Association of Morphological Varieties of Soft Palate and Airway Measurement Among Riyadh Population: A Retrospective Cephalometric Analysis
Amara Swapna Lingam, Mohammad Albelaihi, Saad Alshamrani, Nawaf AlHababi, Abdullah Rayash, Lama Al Qahtani, Rawa Kamal Abdelrahim, Tahseen Ali Khan, Shaimaa F. K. Habib, Pradeep Koppolu

TL;DR
This study found that the shape of the soft palate and airway measurements vary with age in the Riyadh population, with middle-aged individuals showing larger upper airway diameters and older individuals having greater mandibular plane hyoid distances.
Contribution
The study provides new insights into how soft palate morphology and airway measurements are associated with age in a specific population.
Findings
Middle-aged patients (31–50 years) had the highest upper airway diameter (UAD) measurements.

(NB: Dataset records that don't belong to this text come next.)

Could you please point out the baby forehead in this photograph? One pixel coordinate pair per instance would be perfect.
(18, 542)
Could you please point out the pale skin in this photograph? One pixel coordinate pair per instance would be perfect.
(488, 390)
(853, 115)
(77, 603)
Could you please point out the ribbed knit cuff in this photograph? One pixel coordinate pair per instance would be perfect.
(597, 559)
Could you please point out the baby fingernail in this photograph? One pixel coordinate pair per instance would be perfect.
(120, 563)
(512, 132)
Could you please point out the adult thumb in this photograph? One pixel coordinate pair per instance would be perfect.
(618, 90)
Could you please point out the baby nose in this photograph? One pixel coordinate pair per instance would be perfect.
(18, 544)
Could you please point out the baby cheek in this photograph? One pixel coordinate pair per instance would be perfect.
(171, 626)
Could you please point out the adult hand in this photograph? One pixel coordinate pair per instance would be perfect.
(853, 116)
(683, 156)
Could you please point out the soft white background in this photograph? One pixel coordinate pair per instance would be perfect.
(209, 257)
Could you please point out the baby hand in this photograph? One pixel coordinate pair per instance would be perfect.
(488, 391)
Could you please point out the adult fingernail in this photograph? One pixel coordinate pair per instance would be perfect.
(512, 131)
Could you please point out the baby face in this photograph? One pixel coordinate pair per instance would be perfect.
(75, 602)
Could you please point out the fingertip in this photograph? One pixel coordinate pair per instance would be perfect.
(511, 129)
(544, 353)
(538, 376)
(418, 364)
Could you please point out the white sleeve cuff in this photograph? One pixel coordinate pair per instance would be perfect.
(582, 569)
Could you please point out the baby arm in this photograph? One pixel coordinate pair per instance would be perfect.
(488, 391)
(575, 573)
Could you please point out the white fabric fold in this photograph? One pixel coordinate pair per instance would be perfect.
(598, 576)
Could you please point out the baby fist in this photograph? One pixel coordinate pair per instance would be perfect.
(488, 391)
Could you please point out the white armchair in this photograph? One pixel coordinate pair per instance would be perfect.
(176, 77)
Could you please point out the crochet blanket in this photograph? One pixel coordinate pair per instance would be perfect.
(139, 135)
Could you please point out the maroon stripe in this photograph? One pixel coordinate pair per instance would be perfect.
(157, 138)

Older patients (50+ years) showed higher mandibular plane hyoid distance (MN-HY) values.
Straight-line shaped soft palates were more common in older age groups and associated with normal airway measurements.
Abstract
Background: It is anticipated that the size and morphology of the airways will shift because of the development of the maxillofacial bone and the soft tissues. The soft palate plays a major role in various functions and may have an impact over the changes in the airway. Aim: To evaluate the association of morphological varieties of soft palate and airway measurement among three different age-groups of Riyadh population. Methodology: Patients who were obese, had mild-to-moderate breathing issue, and young patients seeking orthodontic treatment were advised to get lateral cephalogram. Further, they were divided into three age-groups and the upper airway diameter (UAD), mandibular plane hyoid distance (MN-HY) was measured. The data collected were subjected to statistical analysis. Result: This study involved 831 patients, among which, 31–50-year-olds had greater mean UAD (12.54 ± 3.74),…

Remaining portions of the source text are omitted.